Enrique
vivía en la parte alta del pueblo, allí donde la última calleja daba salida
amplia a los huertos de la ladera por la que caían las aguas de la nieve
deshecha. Casi en la otra esquina, en una amplia casa de piedra bien labrada,
pasaba sus días Jacinto.
Los
dos iban a la misma clase y nunca se les vio separados, a pesar de que cada uno
poseía medios muy distintos para desarrollar sus juegos y sus caprichos. Hasta
sus dos familias se habían hecho a la idea de que el futuro estaba marcado para
ambos en el mismo camino.
Pero
el destino se cruzó con los más negros presagios. Era la salida de misa y, como
cada domingo, los muchachos del pueblo se juntaban en el patio y, al menor
descuido, se armaba el alboroto. Tal vez las muchachas tenían algo que ver pues
todas iban con sus mejores prendas y se mostraban como gallinas cluecas a la
vista de todos los muchachos.
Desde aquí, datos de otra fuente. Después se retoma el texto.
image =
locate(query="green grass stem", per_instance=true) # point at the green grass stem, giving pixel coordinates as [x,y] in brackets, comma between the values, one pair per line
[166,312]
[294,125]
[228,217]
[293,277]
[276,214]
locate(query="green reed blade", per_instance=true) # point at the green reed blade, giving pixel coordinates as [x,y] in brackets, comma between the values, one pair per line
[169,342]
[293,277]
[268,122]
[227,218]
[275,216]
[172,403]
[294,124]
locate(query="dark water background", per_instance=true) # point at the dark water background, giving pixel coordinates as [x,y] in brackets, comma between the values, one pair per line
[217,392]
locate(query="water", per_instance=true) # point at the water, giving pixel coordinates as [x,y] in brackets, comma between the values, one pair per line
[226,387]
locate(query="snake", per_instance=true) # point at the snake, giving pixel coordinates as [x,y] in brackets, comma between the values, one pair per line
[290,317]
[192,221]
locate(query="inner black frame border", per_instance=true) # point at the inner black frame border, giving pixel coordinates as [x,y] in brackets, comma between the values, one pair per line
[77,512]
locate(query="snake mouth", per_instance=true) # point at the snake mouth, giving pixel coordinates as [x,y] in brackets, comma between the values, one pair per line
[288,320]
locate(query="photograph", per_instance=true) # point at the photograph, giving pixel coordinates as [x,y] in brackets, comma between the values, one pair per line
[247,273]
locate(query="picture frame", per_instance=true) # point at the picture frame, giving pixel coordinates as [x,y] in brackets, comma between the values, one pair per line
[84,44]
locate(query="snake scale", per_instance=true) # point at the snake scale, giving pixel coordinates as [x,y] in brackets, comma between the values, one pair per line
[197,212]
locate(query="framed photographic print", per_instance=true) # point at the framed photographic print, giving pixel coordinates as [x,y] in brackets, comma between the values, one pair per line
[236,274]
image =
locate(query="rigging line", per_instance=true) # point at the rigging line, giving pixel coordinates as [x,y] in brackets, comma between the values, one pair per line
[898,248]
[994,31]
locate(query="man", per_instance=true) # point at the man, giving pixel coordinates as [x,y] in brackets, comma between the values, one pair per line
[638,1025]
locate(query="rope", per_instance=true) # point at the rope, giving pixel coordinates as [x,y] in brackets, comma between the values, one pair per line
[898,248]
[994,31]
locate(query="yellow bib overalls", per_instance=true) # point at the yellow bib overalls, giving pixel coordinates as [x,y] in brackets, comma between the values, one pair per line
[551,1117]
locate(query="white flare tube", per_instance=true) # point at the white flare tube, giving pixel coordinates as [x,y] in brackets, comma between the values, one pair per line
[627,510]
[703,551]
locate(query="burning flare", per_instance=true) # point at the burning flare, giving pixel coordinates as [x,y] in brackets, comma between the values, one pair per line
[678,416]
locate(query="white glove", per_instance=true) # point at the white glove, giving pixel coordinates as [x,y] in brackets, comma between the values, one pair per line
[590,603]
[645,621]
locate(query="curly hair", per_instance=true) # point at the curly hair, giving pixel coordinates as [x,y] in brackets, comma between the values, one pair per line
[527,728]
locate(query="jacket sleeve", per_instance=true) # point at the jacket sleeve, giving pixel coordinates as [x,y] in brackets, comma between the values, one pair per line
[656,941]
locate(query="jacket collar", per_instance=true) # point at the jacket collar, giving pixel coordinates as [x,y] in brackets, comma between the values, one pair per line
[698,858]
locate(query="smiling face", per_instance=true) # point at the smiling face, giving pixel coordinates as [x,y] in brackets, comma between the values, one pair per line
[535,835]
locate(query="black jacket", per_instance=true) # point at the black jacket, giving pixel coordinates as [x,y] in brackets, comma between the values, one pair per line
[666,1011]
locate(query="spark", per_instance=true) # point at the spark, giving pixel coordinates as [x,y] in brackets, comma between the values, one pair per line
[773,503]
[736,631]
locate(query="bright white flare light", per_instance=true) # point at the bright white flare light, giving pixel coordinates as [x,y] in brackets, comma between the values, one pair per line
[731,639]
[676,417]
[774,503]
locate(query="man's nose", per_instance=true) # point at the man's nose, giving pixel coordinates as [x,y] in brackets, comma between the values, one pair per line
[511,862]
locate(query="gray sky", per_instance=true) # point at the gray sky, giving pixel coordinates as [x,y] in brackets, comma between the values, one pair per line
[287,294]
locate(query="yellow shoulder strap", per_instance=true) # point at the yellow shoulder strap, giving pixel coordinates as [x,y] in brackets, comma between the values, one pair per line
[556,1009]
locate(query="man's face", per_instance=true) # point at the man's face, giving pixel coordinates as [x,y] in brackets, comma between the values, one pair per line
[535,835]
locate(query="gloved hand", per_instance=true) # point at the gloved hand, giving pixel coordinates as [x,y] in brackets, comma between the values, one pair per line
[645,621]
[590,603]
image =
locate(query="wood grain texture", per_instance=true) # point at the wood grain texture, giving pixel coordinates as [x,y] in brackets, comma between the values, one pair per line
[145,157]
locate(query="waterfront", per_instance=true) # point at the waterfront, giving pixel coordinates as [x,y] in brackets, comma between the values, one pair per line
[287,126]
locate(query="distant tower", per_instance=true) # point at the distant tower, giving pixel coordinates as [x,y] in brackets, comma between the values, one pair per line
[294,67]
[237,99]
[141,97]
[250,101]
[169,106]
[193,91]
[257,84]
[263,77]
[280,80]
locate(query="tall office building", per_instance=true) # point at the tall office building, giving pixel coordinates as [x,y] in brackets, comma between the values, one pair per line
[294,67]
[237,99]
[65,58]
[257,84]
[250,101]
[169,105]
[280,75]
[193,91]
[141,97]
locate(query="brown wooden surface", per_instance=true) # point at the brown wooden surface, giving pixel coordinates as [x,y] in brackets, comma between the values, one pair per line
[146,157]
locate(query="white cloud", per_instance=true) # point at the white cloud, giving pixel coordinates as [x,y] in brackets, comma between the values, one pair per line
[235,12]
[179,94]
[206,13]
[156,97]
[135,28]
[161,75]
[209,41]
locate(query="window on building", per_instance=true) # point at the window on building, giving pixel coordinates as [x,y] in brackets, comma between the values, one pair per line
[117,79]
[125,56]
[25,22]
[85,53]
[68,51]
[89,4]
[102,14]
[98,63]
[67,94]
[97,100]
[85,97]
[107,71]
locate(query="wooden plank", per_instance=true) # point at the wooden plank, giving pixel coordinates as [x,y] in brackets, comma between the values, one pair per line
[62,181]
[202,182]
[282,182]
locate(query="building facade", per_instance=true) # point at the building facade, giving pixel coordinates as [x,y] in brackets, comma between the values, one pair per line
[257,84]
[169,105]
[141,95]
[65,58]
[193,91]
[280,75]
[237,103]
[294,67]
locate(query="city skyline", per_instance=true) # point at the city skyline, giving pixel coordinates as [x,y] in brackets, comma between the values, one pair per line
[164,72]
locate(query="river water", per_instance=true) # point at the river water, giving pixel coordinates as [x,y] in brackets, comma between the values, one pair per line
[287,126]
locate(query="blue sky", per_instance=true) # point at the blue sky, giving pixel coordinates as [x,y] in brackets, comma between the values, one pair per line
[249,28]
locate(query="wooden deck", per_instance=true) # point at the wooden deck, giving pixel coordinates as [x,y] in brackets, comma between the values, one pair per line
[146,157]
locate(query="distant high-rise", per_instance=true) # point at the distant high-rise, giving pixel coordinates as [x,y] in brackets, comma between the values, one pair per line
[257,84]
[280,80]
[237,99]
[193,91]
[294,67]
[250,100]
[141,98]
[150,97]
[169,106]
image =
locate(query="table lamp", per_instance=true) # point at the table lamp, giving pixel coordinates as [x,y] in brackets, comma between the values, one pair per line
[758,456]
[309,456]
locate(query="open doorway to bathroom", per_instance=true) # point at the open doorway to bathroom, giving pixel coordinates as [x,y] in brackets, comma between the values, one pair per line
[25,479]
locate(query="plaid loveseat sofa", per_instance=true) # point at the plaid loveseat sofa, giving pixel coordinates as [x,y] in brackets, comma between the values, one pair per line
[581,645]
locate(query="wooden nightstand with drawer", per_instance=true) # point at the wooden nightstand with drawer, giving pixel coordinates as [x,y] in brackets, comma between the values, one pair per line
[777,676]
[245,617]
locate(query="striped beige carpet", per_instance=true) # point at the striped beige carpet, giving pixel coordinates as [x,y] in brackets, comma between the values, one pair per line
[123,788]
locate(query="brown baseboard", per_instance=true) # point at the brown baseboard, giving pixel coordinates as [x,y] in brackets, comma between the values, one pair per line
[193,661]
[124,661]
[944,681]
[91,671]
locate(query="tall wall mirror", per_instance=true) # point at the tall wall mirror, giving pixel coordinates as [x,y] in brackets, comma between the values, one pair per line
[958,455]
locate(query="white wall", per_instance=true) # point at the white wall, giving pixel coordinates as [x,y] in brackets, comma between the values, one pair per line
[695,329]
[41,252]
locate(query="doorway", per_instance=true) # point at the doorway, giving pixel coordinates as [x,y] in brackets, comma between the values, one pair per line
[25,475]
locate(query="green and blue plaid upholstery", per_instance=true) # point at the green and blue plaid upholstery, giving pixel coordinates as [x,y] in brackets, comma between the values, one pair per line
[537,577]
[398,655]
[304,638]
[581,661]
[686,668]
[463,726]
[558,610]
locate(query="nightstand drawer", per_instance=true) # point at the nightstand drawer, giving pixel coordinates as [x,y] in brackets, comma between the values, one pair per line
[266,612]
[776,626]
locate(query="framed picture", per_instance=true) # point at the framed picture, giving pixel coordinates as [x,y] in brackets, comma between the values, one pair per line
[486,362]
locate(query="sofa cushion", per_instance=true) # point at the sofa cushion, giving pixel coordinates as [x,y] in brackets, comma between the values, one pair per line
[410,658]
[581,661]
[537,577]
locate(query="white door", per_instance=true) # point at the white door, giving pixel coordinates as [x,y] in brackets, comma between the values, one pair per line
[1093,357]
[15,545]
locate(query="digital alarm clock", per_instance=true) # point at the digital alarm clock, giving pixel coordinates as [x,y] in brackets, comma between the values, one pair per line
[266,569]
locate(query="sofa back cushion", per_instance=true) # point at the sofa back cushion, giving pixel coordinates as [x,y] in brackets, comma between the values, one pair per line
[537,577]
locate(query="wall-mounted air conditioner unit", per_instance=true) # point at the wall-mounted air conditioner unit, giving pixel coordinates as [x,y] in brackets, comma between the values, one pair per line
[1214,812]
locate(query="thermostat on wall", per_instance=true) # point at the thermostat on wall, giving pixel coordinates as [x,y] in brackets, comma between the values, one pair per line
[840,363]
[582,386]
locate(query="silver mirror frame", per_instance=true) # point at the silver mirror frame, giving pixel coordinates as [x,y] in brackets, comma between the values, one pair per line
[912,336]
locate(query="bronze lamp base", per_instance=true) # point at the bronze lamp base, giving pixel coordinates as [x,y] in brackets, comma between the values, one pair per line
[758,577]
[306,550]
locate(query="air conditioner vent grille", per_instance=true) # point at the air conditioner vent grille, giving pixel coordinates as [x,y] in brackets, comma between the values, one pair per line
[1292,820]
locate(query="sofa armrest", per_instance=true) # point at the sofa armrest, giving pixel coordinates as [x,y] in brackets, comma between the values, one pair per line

María se había incrustado dulcemente en los ojos
de Enrique y este no hacía las últimas semanas otra cosa que intentar atraer su
atención. Pero ese mismo era el trabajo de Jacinto desde que una tarde se la
cruzó de vuelta de la compra del pan y María lo miró con ojos abiertos y con
una lentitud desacostumbrada.
La
pelea fue brutal. De las manos se pasó a los pies; de estos a las piedras; y de
estas a las navajas. Nadie, ni los más forzudos entre los mayores, pudieron
hacer nada por poner algo de orden en el tumulto. Al final se quedaron solos en
medio del corro, que los contemplaba con mezcla de admiración, misterio y
sorpresa.
Los
dos contendientes quedaron muy malheridos. La sangre corrió por el suelo y fueron retirados entre la
consternación y la mala conciencia de los presentes.
Cerca
del puente, a la vista del agua que corría río abajo hacia el horizonte, Lorenzo
agonizaba lentamente, después de una larga vida y de una enfermedad también
larga y penosa.
El
pueblo se había quedado en silencio, como sobrecogido y sin saber cómo
reaccionar. Ahora se oían mejor los aullidos de los perros en las perreras y
hasta el silbido del viento en los tejados.
A
los dos días, cuando la tarde caía, las campanas tañeron desde la torre y
anunciaron la muerte con su sonido lento y alternado: un agudo, dos graves; un
agudo, dos graves. Lorenzo había pasado a mejor vida, desde la tranquilidad de
quien pensaba que se iría con el agua del río hacia lugares desconocidos donde se
decía que habitaban el descanso y la despreocupación.
Enrique
fue el primero que oyó las campanadas. Al segundo compás se echó a llorar y su
mente se fue hasta posarse al lado de Jacinto. Lo vio inmóvil, sobre una blanda
cama y creyó que la vida se le había ido también río abajo. Creció su pena y
creció su angustia. A las pocas horas murió abrazado por la pena, abatido por
la muerte de su amigo del alma
No
más de dos días duró Jacinto, también pensando que las campanas habían doblado
por la muerte de Enrique, con quien tanto había penado y gozado. Los dos brazos
de la muerte se cruzaron hasta enlazar con desigual fuerza a los dos amigos.
El
pueblo celebró el funeral de los dos jóvenes en la misma ceremonia. Llovía tenuemente. Dicen que las tumbas de uno y
otro suenan vacías en días alternos y que se ven fantasmas que cruzan el camino
entre una tumba y otra. Pero eso tal vez sea solo cosa de las malas lenguas.